If the talk had a thesis, it was this: output is code; outcome is trust. You can lint it, format it, test it to 100% coverage and still miss the human thing you were hired to move. Tools amplify intent. Sloppy in, sloppy faster. Disciplined in, disciplined at scale. None of that is a condemnation of the tools. It’s a challenge to us.
Afterwards, people came up to say that I looked nervous at first (I was) and then found a groove (I did). They gave me practical feedback, slow down here, skip that preface there and more importantly, they told me they saw themselves in the three faces of resistance I described: the skeptic who keeps us safe, the silent resistor who “tries” just enough to confirm a bias, and the curious collaborator who treats AI like a junior partner with clear intent and guardrails. I’ve worn all three faces.
On the drive home I replayed the gap between me minutes before the presentation, pacing in and out with a can of ginger ale and me taking questions without a script. Preparation helped. But not the cram every fact kind. The ordinary, weekly practice of making, recording, transcribing, and refining. The decision to show the messy version on stage. The permission to say “I don’t know” when the hardest question in the room deserved more than a defensible take.
I also thought about gratitude. Claudio pushed me when I said I was afraid of public speaking. He refused to let the fear be the headline. He gave me a process when I wanted to stall and met me every Thursday until I believed I could carry a room.

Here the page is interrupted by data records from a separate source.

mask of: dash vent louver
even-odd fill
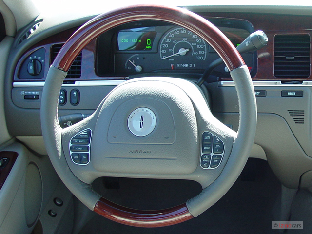
[[[25,40],[28,37],[29,37],[31,34],[33,34],[35,31],[39,27],[40,24],[41,24],[41,22],[39,22],[37,23],[36,24],[33,25],[31,28],[28,29],[21,37],[20,40],[19,40],[19,42],[18,44],[19,45],[21,42],[22,42],[24,40]]]
[[[52,45],[51,49],[51,63],[52,64],[60,50],[64,44],[57,44]],[[67,75],[65,78],[80,78],[81,76],[81,60],[82,52],[80,52],[76,58],[72,66],[67,72]]]
[[[309,35],[277,35],[274,42],[275,77],[306,78],[310,76]]]
[[[304,123],[304,111],[289,110],[287,111],[295,123]]]

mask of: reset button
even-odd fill
[[[281,92],[282,97],[302,97],[303,91],[302,90],[283,90]]]

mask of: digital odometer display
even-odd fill
[[[119,32],[117,37],[118,50],[151,50],[156,32]]]

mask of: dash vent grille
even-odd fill
[[[289,110],[287,111],[295,123],[304,123],[304,111]]]
[[[52,64],[58,55],[64,44],[57,44],[52,45],[51,50],[51,63]],[[82,52],[76,58],[72,66],[67,72],[66,78],[79,78],[81,76],[81,60],[82,58]]]
[[[277,35],[274,37],[275,77],[308,78],[310,75],[310,36]]]

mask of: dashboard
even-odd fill
[[[312,115],[312,17],[295,12],[209,12],[199,8],[194,11],[215,24],[235,46],[254,31],[262,30],[268,35],[266,47],[242,56],[257,98],[254,142],[259,150],[255,157],[267,159],[283,184],[295,187],[302,174],[312,168],[309,121]],[[6,96],[6,116],[12,135],[21,136],[23,140],[42,136],[40,101],[49,67],[63,43],[90,19],[54,25],[42,37],[36,30],[46,22],[39,18],[19,32],[6,81],[10,92]],[[20,40],[38,24],[32,38]],[[78,120],[86,117],[112,89],[129,79],[159,76],[196,81],[218,58],[209,45],[180,27],[156,21],[120,25],[91,42],[77,57],[62,86],[59,116],[65,127],[75,123],[69,116],[76,115]],[[224,68],[224,64],[216,68],[201,87],[214,116],[236,131],[239,107],[234,84]],[[281,157],[290,155],[297,156]],[[292,175],[288,173],[291,170]]]

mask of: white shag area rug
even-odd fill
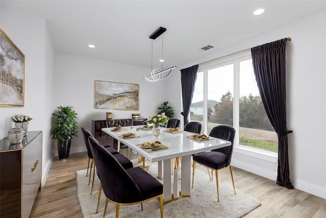
[[[135,165],[134,164],[134,165]],[[95,214],[98,198],[99,180],[96,177],[93,195],[91,195],[91,185],[88,185],[87,169],[78,171],[77,174],[78,198],[84,217],[102,217],[105,198],[102,190],[99,212]],[[157,165],[151,165],[147,171],[157,179]],[[172,179],[173,177],[172,176]],[[163,180],[157,179],[162,183]],[[91,181],[91,183],[92,181]],[[172,183],[173,181],[172,181]],[[208,173],[197,170],[195,175],[194,189],[191,189],[191,198],[183,198],[165,205],[163,216],[165,217],[240,217],[249,213],[261,203],[256,199],[236,190],[234,195],[232,182],[230,186],[219,183],[220,202],[217,202],[216,182],[209,180]],[[180,180],[178,181],[180,190]],[[173,187],[173,186],[172,186]],[[120,206],[120,217],[159,217],[159,203],[154,199],[140,204]],[[110,202],[105,217],[115,217],[115,205]]]

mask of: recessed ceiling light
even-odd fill
[[[264,13],[264,11],[265,9],[264,9],[263,8],[259,8],[254,11],[253,14],[254,15],[259,15]]]

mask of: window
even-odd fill
[[[201,121],[206,134],[216,126],[233,126],[235,144],[277,152],[277,134],[260,98],[250,53],[210,62],[199,66],[191,119]],[[195,112],[202,106],[202,112]]]
[[[203,123],[204,115],[204,73],[198,72],[196,80],[194,95],[190,106],[190,119]]]

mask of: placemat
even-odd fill
[[[168,130],[164,130],[163,132],[168,132],[169,133],[177,134],[177,133],[183,133],[184,131],[183,131],[183,130],[171,131],[169,131]]]
[[[212,141],[214,140],[214,138],[209,138],[209,139],[199,139],[199,138],[194,138],[191,136],[187,136],[187,138],[190,138],[191,139],[193,139],[193,140],[195,140],[195,141],[203,141],[203,142],[205,142],[205,141]]]
[[[139,135],[137,135],[135,137],[124,137],[122,136],[119,135],[119,137],[122,138],[123,139],[133,139],[134,138],[140,138],[141,137]]]
[[[140,147],[142,146],[142,144],[139,144],[137,145]],[[144,149],[143,148],[142,148],[144,150],[145,150],[148,153],[156,152],[159,152],[161,151],[166,150],[167,149],[170,149],[169,147],[164,146],[163,144],[162,144],[159,147],[153,148],[152,149]]]

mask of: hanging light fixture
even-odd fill
[[[166,31],[167,29],[166,28],[160,27],[158,29],[155,30],[154,33],[152,33],[152,34],[149,36],[149,38],[155,40]],[[144,80],[146,79],[150,82],[155,82],[157,80],[162,80],[163,79],[165,79],[168,77],[172,71],[172,69],[176,67],[175,66],[172,66],[169,69],[167,69],[164,70],[163,70],[163,62],[164,61],[164,59],[163,59],[163,35],[162,35],[162,58],[159,60],[159,61],[161,63],[162,69],[159,68],[153,69],[153,41],[152,41],[152,63],[151,68],[152,71],[151,75],[144,77],[143,78]]]

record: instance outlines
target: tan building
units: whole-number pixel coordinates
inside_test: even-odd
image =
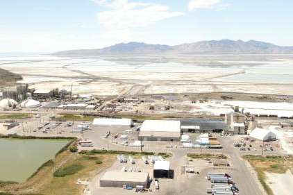
[[[149,173],[106,171],[100,179],[101,187],[122,187],[124,185],[135,187],[142,185],[147,187]]]

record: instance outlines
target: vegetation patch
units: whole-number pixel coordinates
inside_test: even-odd
[[[153,152],[135,152],[135,151],[111,151],[111,150],[97,150],[93,149],[91,151],[81,151],[81,154],[94,155],[94,154],[124,154],[131,155],[161,155],[163,158],[167,158],[172,155],[170,153],[153,153]]]
[[[29,178],[31,178],[34,176],[35,176],[40,171],[42,170],[44,167],[52,167],[54,165],[54,162],[53,160],[49,160],[47,162],[45,162],[43,164],[41,165],[39,168],[37,168],[37,171],[35,171],[31,176],[29,177]]]
[[[187,157],[197,159],[227,159],[228,157],[224,154],[212,153],[187,153]]]
[[[77,148],[76,146],[72,146],[69,147],[69,151],[72,153],[76,153],[78,151],[78,149]]]
[[[83,166],[80,164],[73,164],[65,167],[58,169],[54,172],[54,177],[65,177],[73,175],[83,169]]]
[[[279,155],[262,156],[247,155],[243,156],[256,170],[258,180],[269,195],[274,195],[273,191],[266,183],[265,172],[285,173],[287,170],[293,171],[293,158],[285,158]]]
[[[15,181],[1,181],[1,180],[0,180],[0,187],[4,187],[4,186],[8,185],[16,184],[16,183],[18,183],[15,182]]]

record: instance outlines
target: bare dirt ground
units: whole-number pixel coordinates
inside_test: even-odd
[[[285,173],[274,173],[266,172],[267,183],[276,195],[292,194],[293,175],[290,171]]]

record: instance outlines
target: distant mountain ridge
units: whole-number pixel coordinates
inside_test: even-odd
[[[293,46],[283,46],[256,40],[210,40],[175,46],[131,42],[102,49],[62,51],[64,56],[99,56],[115,54],[293,54]]]

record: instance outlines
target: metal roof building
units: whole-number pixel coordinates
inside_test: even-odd
[[[140,139],[144,141],[180,141],[181,122],[171,120],[145,120],[140,127]]]
[[[250,137],[264,142],[276,140],[277,137],[275,133],[269,130],[256,128],[249,135]]]
[[[112,119],[112,118],[97,118],[92,121],[94,126],[121,126],[131,127],[133,125],[131,119]]]
[[[129,185],[135,187],[142,185],[146,187],[149,181],[149,173],[106,171],[100,179],[101,187],[122,187]]]
[[[170,162],[169,161],[155,161],[153,169],[154,178],[170,178],[174,177],[174,171],[171,170]]]

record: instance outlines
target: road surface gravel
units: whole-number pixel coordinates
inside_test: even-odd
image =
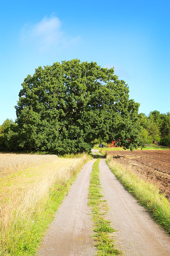
[[[40,256],[93,256],[93,224],[87,206],[90,174],[96,159],[86,164],[71,187],[42,241]]]
[[[92,150],[94,155],[96,151]],[[96,255],[87,206],[90,174],[95,160],[84,166],[70,187],[42,241],[39,256]],[[102,193],[109,208],[105,216],[117,230],[112,235],[117,249],[128,256],[170,256],[170,237],[124,188],[103,158],[100,167]]]
[[[106,217],[117,232],[117,248],[129,256],[170,256],[170,238],[126,190],[102,159],[100,163],[102,193],[109,210]]]

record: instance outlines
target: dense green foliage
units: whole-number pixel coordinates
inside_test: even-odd
[[[160,142],[161,145],[170,146],[170,113],[160,114],[154,110],[148,117],[143,113],[139,114],[141,126],[141,138],[146,144],[153,140]]]
[[[10,150],[88,152],[96,138],[116,139],[126,148],[141,144],[139,104],[129,100],[128,87],[113,68],[63,61],[39,67],[22,85],[16,125],[5,138]]]

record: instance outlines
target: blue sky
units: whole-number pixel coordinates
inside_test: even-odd
[[[78,58],[114,66],[139,112],[170,111],[170,2],[5,1],[0,9],[0,124],[39,66]]]

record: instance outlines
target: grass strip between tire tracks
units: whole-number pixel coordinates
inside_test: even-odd
[[[124,167],[107,156],[106,163],[125,187],[151,213],[153,218],[170,234],[170,204],[157,187],[137,177],[130,168]]]
[[[98,256],[122,255],[122,253],[115,248],[114,240],[110,238],[110,233],[116,230],[110,226],[110,221],[104,217],[108,210],[108,206],[106,201],[101,199],[103,196],[101,193],[99,167],[101,158],[96,154],[98,158],[93,164],[90,174],[88,205],[92,211],[97,255]]]

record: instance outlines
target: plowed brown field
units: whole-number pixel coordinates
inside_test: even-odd
[[[106,151],[123,165],[130,165],[142,178],[157,185],[170,198],[170,150]]]

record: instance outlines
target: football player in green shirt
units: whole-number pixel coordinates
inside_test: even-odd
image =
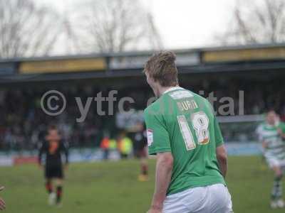
[[[158,98],[145,110],[149,154],[157,155],[148,212],[232,212],[219,124],[206,99],[179,87],[175,61],[173,53],[161,52],[145,66]]]
[[[266,121],[256,129],[259,140],[262,144],[263,155],[269,167],[274,173],[271,191],[271,207],[283,208],[282,178],[285,167],[285,124],[279,121],[274,110],[267,112]]]

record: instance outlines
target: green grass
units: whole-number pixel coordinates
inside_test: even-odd
[[[273,175],[259,157],[231,157],[229,164],[227,180],[235,213],[284,212],[269,207]],[[47,206],[42,171],[36,165],[0,168],[5,212],[145,212],[154,188],[155,160],[150,165],[147,182],[137,181],[138,160],[71,165],[60,209]]]

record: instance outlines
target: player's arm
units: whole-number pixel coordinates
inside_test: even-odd
[[[155,190],[149,212],[161,212],[173,166],[168,132],[162,115],[145,111],[149,154],[157,155]]]
[[[151,208],[162,210],[172,173],[173,157],[171,153],[160,153],[157,155],[155,190]]]
[[[0,187],[0,191],[2,191],[4,189],[4,187]],[[6,204],[4,200],[0,197],[0,210],[4,210],[6,208]]]
[[[227,154],[224,144],[216,148],[216,155],[219,169],[225,178],[227,172]]]
[[[44,141],[41,143],[38,151],[38,163],[40,166],[41,166],[42,165],[41,161],[42,161],[43,154],[46,153],[46,142]]]
[[[214,118],[214,136],[216,143],[216,155],[219,167],[224,178],[226,178],[227,172],[227,153],[224,145],[224,138],[217,119]]]

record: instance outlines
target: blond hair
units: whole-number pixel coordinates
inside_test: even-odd
[[[144,72],[162,87],[178,84],[178,71],[173,52],[162,51],[151,56],[145,65]]]

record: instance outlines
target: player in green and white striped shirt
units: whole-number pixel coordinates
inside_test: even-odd
[[[281,180],[285,168],[285,124],[279,121],[276,112],[271,110],[267,113],[265,122],[258,126],[256,133],[262,143],[264,158],[275,174],[271,206],[284,207]]]

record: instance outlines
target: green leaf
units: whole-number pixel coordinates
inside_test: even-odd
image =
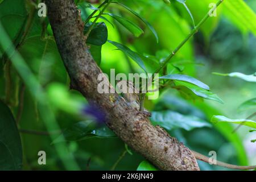
[[[204,89],[210,90],[209,86],[204,84],[201,81],[188,75],[178,75],[178,74],[171,74],[159,77],[159,79],[169,79],[174,80],[183,81],[193,84],[197,85]]]
[[[256,35],[256,14],[243,0],[225,1],[224,14],[242,32]]]
[[[224,103],[223,101],[218,97],[218,96],[209,90],[205,90],[196,85],[182,81],[175,80],[175,82],[177,84],[177,85],[183,85],[187,87],[199,97],[203,97],[205,99],[216,101],[221,104]]]
[[[159,171],[147,160],[142,161],[138,167],[137,171]]]
[[[193,115],[185,115],[171,110],[152,112],[150,121],[169,131],[181,128],[187,131],[195,128],[211,127],[208,122]]]
[[[141,35],[144,33],[142,29],[127,19],[111,13],[106,13],[104,14],[107,14],[113,18],[123,26],[126,28],[129,31],[133,33],[133,34],[136,37],[139,37]]]
[[[219,122],[229,122],[242,125],[256,129],[256,122],[246,119],[232,119],[223,115],[213,115],[211,119],[211,121],[214,123]]]
[[[101,64],[101,48],[102,46],[90,45],[90,52],[94,61],[98,65]]]
[[[88,23],[84,27],[84,34],[86,34],[92,23]],[[108,28],[104,22],[98,23],[92,30],[87,39],[86,43],[96,46],[102,46],[108,40]]]
[[[94,127],[95,122],[91,121],[77,122],[64,130],[61,136],[57,138],[53,143],[82,140],[94,137],[115,137],[115,135],[107,127],[93,129]],[[63,138],[65,139],[64,140],[63,140]]]
[[[10,109],[0,101],[0,171],[20,170],[22,147]]]
[[[191,18],[191,19],[192,20],[192,23],[193,23],[193,26],[194,27],[196,26],[195,24],[195,20],[194,20],[194,18],[193,17],[193,15],[192,14],[191,12],[190,11],[189,9],[188,9],[188,6],[187,6],[185,2],[186,2],[186,0],[176,0],[177,2],[179,2],[180,3],[181,3],[183,5],[183,6],[185,7],[185,8],[186,9],[187,11],[188,11],[188,14],[189,14],[190,17]]]
[[[27,11],[23,0],[5,0],[1,2],[0,22],[8,36],[14,42],[15,46],[18,45],[24,32],[26,16]],[[6,47],[10,46],[10,45],[7,45]],[[6,51],[6,50],[1,51],[2,52]]]
[[[143,56],[140,55],[138,53],[131,50],[129,48],[125,46],[125,45],[122,45],[120,43],[113,41],[108,40],[108,42],[117,47],[119,50],[122,51],[125,55],[132,59],[138,64],[138,65],[141,68],[142,68],[145,72],[146,72],[143,60],[142,59],[142,56],[144,57]],[[146,57],[144,57],[143,58],[144,58],[145,59],[147,59]]]
[[[244,110],[253,107],[256,107],[256,98],[245,101],[238,107],[238,109]]]
[[[242,73],[234,72],[231,73],[220,73],[213,72],[213,74],[231,77],[237,77],[249,82],[256,82],[256,73],[253,75],[245,75]]]
[[[120,3],[117,2],[114,2],[113,3],[115,3],[118,4],[119,5],[122,6],[122,7],[123,7],[124,8],[125,8],[126,9],[127,9],[127,10],[130,11],[131,13],[133,13],[134,15],[137,16],[138,18],[139,18],[142,22],[143,22],[144,23],[145,23],[146,25],[150,29],[151,32],[153,33],[154,35],[155,35],[155,38],[156,39],[156,42],[158,43],[158,42],[159,42],[159,38],[158,38],[158,34],[156,33],[156,31],[155,31],[155,28],[154,28],[153,26],[150,23],[148,23],[146,20],[146,19],[144,19],[144,18],[141,17],[141,15],[139,14],[138,14],[137,13],[136,13],[135,11],[133,10],[130,7],[127,7],[127,6],[122,4],[122,3]]]

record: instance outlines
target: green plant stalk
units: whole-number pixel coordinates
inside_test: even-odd
[[[93,15],[97,13],[97,11],[98,11],[100,9],[101,9],[104,5],[105,5],[107,2],[108,2],[108,0],[105,1],[101,5],[100,5],[97,9],[98,10],[95,10],[94,11],[93,11],[93,13],[92,13],[92,14],[88,16],[88,18],[87,18],[87,19],[86,19],[85,22],[85,24],[86,24],[87,23],[89,22],[89,21],[90,20],[90,19],[93,18]]]
[[[219,0],[218,2],[216,3],[216,7],[211,9],[207,14],[202,19],[202,20],[198,23],[198,24],[193,28],[189,34],[185,38],[185,39],[174,49],[174,51],[171,52],[171,53],[168,56],[166,60],[163,63],[162,65],[155,71],[155,73],[158,73],[163,69],[167,64],[169,63],[170,60],[174,57],[176,53],[180,49],[180,48],[191,38],[191,37],[197,32],[199,28],[202,26],[203,24],[210,17],[209,13],[210,11],[215,10],[217,7],[224,1],[224,0]],[[154,75],[153,75],[154,78]]]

I started the day telling a room this wasn’t a talk about AI. It was a talk about us, about choosing outcome over output, collaboration over performance, and doing the difficult thing until it stops feeling like a cliff. I drove away feeling like a better version of myself, not because I nailed every beat, but because I did the thing I said was hard. I want more of that. More hard things, chopped down to size. More rooms where the demo misbehaves and the conversation gets honest. More Thursdays with people who make me braver.
I’m an Improver, and improving is what we do.